Almar Gordon Stigand, soldier and colonial civil servant, was the son of William Stigand, British consul at Palermo, Italy, and was educated at the famous public school in Rugby, Warwickshire. From 1896 to 1898 he served in the police force of the Cape Colony and then entered the civil service of Bechuanaland (now Botswana plus the northern districts of the Northern Cape, South Africa). He was stationed in Mafikeng and during the Anglo-Boer War was in active service in defence of that town. At the conclusion of the war in 1902 he was transferred to Gaberone and in 1904 became an acting assistant civil commissioner.

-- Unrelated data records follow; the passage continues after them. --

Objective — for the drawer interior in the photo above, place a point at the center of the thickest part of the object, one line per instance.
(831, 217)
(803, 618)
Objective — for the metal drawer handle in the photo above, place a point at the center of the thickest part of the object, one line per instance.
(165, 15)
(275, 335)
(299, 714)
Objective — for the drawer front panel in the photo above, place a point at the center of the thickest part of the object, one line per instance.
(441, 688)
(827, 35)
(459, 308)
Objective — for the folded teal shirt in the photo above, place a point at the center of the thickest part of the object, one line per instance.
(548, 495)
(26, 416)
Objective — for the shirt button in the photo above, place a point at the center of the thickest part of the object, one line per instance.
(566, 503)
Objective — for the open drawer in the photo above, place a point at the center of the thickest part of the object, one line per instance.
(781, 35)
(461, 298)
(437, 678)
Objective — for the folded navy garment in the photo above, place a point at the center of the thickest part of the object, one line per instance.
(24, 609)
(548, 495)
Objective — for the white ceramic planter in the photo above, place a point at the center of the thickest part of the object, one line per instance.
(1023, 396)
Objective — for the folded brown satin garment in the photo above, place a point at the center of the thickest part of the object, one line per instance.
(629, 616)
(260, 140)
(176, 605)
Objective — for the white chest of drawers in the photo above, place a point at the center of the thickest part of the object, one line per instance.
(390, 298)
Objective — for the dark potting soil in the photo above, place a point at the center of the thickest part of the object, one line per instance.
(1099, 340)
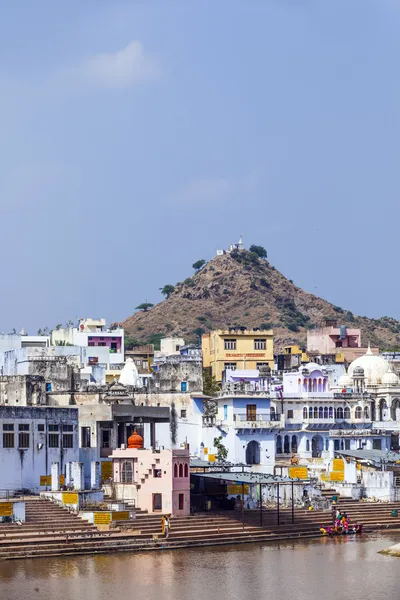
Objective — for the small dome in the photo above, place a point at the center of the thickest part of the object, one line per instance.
(135, 440)
(390, 379)
(345, 381)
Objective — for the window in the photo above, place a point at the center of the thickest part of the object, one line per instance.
(260, 344)
(251, 412)
(23, 437)
(68, 440)
(54, 440)
(106, 438)
(85, 437)
(127, 472)
(229, 344)
(8, 435)
(230, 366)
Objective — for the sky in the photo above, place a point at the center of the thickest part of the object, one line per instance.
(140, 136)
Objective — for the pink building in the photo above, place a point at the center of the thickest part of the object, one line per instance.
(158, 481)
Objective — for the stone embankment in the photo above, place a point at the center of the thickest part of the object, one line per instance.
(51, 530)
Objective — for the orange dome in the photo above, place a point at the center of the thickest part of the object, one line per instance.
(135, 440)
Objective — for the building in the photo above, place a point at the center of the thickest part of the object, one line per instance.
(237, 349)
(335, 343)
(157, 481)
(105, 351)
(31, 439)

During World War I (1914-1918) he participated in the campaign in German South West Africa (now Namibia) during 1914/5, arrived in England in March 1916, served in the West Kent Regiment, was a member of the British Military Mission to Rome, and attained the rank of Captain.

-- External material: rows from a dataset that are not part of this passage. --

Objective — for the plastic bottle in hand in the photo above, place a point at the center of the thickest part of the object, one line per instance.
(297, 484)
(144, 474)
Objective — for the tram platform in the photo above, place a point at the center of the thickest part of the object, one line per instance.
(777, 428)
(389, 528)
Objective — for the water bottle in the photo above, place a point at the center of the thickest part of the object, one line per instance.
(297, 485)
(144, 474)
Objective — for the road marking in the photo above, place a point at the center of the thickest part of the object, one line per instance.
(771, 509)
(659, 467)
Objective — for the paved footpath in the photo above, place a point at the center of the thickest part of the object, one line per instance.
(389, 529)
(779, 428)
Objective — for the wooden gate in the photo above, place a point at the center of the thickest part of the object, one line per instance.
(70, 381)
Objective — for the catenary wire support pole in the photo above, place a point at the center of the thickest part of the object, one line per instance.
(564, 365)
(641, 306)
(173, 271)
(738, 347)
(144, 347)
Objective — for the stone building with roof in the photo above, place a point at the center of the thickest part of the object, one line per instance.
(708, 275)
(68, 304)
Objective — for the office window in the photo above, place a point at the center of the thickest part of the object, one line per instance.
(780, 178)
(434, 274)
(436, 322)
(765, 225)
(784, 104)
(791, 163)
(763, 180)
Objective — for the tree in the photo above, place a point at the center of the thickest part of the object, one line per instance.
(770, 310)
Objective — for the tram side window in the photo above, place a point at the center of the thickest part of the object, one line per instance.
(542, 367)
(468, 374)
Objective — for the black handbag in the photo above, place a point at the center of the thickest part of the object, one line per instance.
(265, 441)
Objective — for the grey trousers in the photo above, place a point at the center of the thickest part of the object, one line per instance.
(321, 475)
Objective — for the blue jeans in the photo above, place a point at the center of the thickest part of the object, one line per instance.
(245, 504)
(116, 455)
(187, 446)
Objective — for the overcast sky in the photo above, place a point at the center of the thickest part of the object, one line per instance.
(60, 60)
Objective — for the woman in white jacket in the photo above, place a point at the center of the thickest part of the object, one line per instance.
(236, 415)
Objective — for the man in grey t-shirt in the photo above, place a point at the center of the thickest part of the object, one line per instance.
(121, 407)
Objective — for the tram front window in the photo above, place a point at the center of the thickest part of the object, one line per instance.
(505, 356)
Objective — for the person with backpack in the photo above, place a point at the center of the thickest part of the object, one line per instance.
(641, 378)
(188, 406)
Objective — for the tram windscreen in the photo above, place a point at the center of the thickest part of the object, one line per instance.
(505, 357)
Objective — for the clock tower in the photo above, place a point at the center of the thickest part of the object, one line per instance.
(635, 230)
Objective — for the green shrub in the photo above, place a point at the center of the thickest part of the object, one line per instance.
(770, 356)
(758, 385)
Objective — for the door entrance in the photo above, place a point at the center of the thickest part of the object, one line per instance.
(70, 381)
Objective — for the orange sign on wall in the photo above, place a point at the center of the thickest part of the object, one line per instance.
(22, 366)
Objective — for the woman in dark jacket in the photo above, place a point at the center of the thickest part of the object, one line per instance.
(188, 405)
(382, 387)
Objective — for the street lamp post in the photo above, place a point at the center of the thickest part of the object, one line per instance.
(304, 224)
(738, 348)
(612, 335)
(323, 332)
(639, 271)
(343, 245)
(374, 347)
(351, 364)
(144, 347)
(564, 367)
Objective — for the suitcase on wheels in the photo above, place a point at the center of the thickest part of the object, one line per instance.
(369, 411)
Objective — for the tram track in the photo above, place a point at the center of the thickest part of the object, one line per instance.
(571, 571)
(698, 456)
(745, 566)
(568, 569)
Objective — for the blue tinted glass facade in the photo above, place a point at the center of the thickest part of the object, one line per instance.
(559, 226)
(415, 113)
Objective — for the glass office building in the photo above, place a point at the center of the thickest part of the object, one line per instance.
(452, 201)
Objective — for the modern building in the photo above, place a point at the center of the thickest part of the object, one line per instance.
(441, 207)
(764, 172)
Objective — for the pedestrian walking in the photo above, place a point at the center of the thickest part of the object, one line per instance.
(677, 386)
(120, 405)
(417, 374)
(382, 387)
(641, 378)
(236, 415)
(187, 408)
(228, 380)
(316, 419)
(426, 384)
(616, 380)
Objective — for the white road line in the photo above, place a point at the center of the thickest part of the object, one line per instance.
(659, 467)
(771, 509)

From before World War I Stigand served as magistrate of Ngamiland, an administrative district of the Bechuanaland Protectorate (now Botswana) with its headquarters at Maun. There he went far beyond the requirements of his official duties to explore and map the Okavango Delta and the wider Ngamiland and Ghanzi regions, doing his elaborate mapping work by compass traverse and becoming an authority on the geography of the region. He published his 'Notes on N'Gamiland', including a map, in The Geographical Journal (London, 1912, Vol. 36, pp. 376-379) and in the Transactions of the Royal Society of South Africa (1913, Vol. 3, pp. 379-392). About ten years later he contributed another paper, titled 'Ngamiland' (with map), to The Geographical Journal (1923, Vol. 62, pp. 401-419). Among others he discussed the levels of Lake Ngami and speculations of its drying up by David Livingstone* and others. Stigand himself described the paper as of less importance than the map. Logan (1969) described the paper as 'A non-professional and only half-accurate account of the area'. However, according to VanderPost (2005) the map belonged to a new era of professionalism and became a leading example of mapping in the Bechuanaland Protectorate. The culmination of Stigand's work was the official publication of his two-sheet 'Sketch map of Ngamiland and Ghanzi', at a scale of 1:500 000, by the Geographical Section of the (British) General Staff in 1925. In that same year, when he was resident magistrate of Molepolole, his knowledge and map proved useful to the expedition led by the geologist A.L. du Toit* to investigate the feasibility of the Kalahari irrigation scheme proposed by E.H.L. Schwarz*.
Stigand visited England in July 1923 and returned to England again in May 1930. By 1929 he was on the Royal Army Reserve of Officers and a senior resident magistrate in the Bechuanaland Protectorate.